The defensive tackle almost melted into the background as he redshirted in 2014 and then played only 114 total defensive snaps over the next three seasons. On top of his lack of playing time, Watts didn’t exactly do much when he was on the field, making just 7 tackles and posting sub-60 grades each year, according to Pro Football Focus.
As a redshirt junior in 2017, he played just the ninth-most snaps among defensive tackles on the team. However, Bret Bielema was fired after that season and the coaching change provided Watts with a chance to make a move — and he did just that.
Chad Morris and John Chavis didn’t do much right during their time in Fayetteville, but after Watts came off the bench and recorded a sack (the first of his career) in the opener against Eastern Illinois, they moved him into the starting lineup. He never relinquished that role.

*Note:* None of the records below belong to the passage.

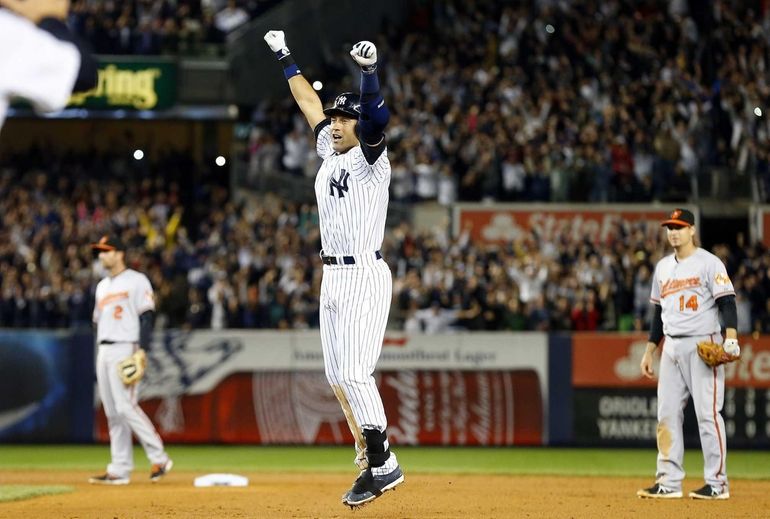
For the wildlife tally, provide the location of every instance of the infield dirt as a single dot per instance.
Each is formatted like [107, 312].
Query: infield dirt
[421, 496]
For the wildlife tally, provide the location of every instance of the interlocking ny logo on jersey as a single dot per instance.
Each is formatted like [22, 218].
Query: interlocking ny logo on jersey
[341, 184]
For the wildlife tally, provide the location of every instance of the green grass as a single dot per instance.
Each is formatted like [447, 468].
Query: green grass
[17, 492]
[514, 461]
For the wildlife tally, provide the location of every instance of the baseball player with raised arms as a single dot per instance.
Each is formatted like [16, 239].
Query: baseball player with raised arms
[690, 288]
[123, 314]
[352, 193]
[41, 60]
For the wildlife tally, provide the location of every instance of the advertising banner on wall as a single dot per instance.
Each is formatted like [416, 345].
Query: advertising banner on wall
[45, 386]
[270, 388]
[508, 222]
[615, 405]
[146, 84]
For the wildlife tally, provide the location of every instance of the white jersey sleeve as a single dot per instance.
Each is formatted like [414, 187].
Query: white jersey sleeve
[143, 296]
[34, 64]
[718, 281]
[323, 139]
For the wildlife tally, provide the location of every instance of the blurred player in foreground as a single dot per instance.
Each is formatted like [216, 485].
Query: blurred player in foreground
[40, 59]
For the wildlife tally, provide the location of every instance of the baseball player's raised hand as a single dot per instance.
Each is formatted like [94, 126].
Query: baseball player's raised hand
[276, 40]
[38, 9]
[365, 54]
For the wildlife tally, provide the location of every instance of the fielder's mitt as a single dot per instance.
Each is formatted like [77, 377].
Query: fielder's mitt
[714, 354]
[131, 369]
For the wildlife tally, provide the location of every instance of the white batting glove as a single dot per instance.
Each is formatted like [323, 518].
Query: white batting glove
[365, 54]
[276, 40]
[731, 346]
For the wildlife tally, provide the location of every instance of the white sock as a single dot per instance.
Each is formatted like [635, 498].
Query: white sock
[390, 466]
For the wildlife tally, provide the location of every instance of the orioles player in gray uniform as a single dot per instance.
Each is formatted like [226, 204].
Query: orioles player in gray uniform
[40, 59]
[352, 194]
[123, 315]
[690, 287]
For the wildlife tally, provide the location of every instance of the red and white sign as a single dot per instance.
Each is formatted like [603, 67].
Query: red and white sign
[612, 360]
[508, 222]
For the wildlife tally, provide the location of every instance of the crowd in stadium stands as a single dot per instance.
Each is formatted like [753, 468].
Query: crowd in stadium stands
[151, 27]
[218, 264]
[580, 101]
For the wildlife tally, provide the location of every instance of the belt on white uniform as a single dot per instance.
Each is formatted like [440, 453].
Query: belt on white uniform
[343, 260]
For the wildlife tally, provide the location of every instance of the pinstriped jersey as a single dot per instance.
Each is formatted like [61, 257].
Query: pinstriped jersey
[120, 300]
[40, 67]
[352, 197]
[687, 291]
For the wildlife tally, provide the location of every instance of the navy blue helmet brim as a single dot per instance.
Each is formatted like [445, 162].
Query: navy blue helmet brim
[337, 111]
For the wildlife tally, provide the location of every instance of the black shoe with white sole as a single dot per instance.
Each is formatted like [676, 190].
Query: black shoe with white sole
[709, 492]
[369, 487]
[658, 491]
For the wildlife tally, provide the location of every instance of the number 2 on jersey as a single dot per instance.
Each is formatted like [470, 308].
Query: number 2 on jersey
[691, 303]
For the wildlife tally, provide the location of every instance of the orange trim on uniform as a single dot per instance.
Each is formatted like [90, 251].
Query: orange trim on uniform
[111, 298]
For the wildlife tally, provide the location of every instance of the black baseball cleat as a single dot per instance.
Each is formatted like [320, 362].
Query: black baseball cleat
[159, 470]
[369, 487]
[709, 492]
[658, 491]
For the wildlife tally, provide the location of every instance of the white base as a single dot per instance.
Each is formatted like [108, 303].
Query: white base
[221, 480]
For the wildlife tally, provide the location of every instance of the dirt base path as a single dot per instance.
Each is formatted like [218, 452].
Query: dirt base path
[421, 496]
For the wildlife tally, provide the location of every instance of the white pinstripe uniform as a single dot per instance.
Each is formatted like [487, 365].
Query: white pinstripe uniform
[687, 291]
[120, 300]
[352, 198]
[38, 67]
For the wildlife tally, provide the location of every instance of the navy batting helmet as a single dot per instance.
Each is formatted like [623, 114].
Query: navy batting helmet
[346, 105]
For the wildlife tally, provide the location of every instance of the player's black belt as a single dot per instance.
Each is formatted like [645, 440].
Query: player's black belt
[345, 260]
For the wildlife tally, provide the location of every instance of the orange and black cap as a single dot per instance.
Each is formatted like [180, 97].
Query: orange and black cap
[108, 243]
[679, 218]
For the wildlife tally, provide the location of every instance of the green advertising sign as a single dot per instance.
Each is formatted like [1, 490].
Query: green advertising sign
[137, 85]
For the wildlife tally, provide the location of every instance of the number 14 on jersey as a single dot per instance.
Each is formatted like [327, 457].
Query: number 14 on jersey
[691, 303]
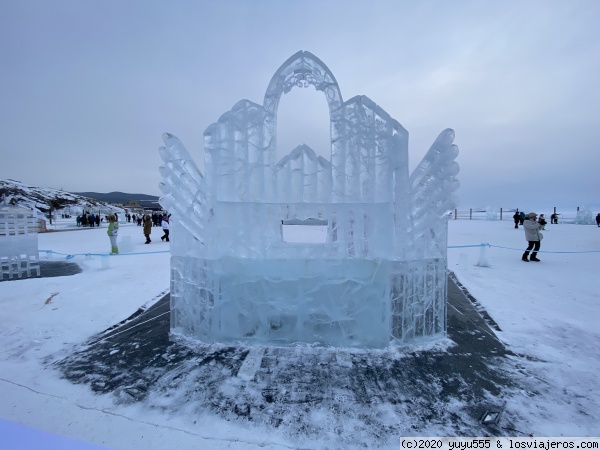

Watts was one of only a few bright spots during an abysmal 2-10 season. He racked up 49 tackles, including 8.5 for loss and seven sacks, plus notched two pass breakups, three quarterback hurries and three forced fumbles. His seven sacks were second among SEC defensive tackles that season, behind only Alabama’s Quinnen Williams (8).
Williams went on to be the third overall pick in that spring’s NFL Draft, while Watts didn’t get picked until the sixth round. Considering he was a benchwarmer prior to the season, it was a remarkable rise — especially given who his coaches were.
6. Things Finally Click for Chad Spanberger
Being a big, strong prospect and coming from a town called Granite City, Ill., there were always expectations that Chad Spanberger could be a powerful bat in the Arkansas baseball lineup.
He got quite a bit of playing time early in his career, starting 55 games over his first two seasons, but was wildly inconsistent. There were flashes of his power, as he did hit six home runs in 102 at bats his sophomore year — the first of which was a ninth-inning pinch-hit homer that forced extra innings.
That was actually his first hit of the season and his first college home run. It came after he had gone 0 for 8 with four strikeouts the previous two games, illustrating his struggles those first two years. He struck out in 34.0% of his at bats in the 2015 and 2016 seasons.
Heading into his junior year, Dave Van Horn continued the rhetoric of Spanberger being on the verge of a breakout, but he was very slow out of the gate. About a month into the 2017 season, he was hitting just .190 with only two extra-base hits and still striking out 33.3% of the time. With SEC play looming, it looked like he might have to wait until the pros for the breakout to come.
Despite the uptick in competition, Spanberger went on a tear from that point on. He hit .330 and slugged .690 the rest of the season, while his strikeout rate dipped to 25.9%. Even with the Razorbacks being eliminated in the regionals, Spanberger still hit 20 home runs — tying Andrew Benintendi’s total for the most by an Arkansas player since 2010, when the bats were changed.
There was one stretch during the SEC Tournament during which Spanberger might as well have been Babe Ruth. Over the span of 12 plate appearances, he hit five home runs and two doubles, walked three times (twice intentionally), reached on a fielder’s choice and struck out once — which works out to a .778/.833/2.667 slash line. That included a three-homer game in which he actually had a chance to hit for the home run cycle.
The dramatic turnaround got Spanberger on the radar of professional scouts, resulting in him being selected in the sixth round of the 2017 MLB Draft. He has since reached as high as Triple-A.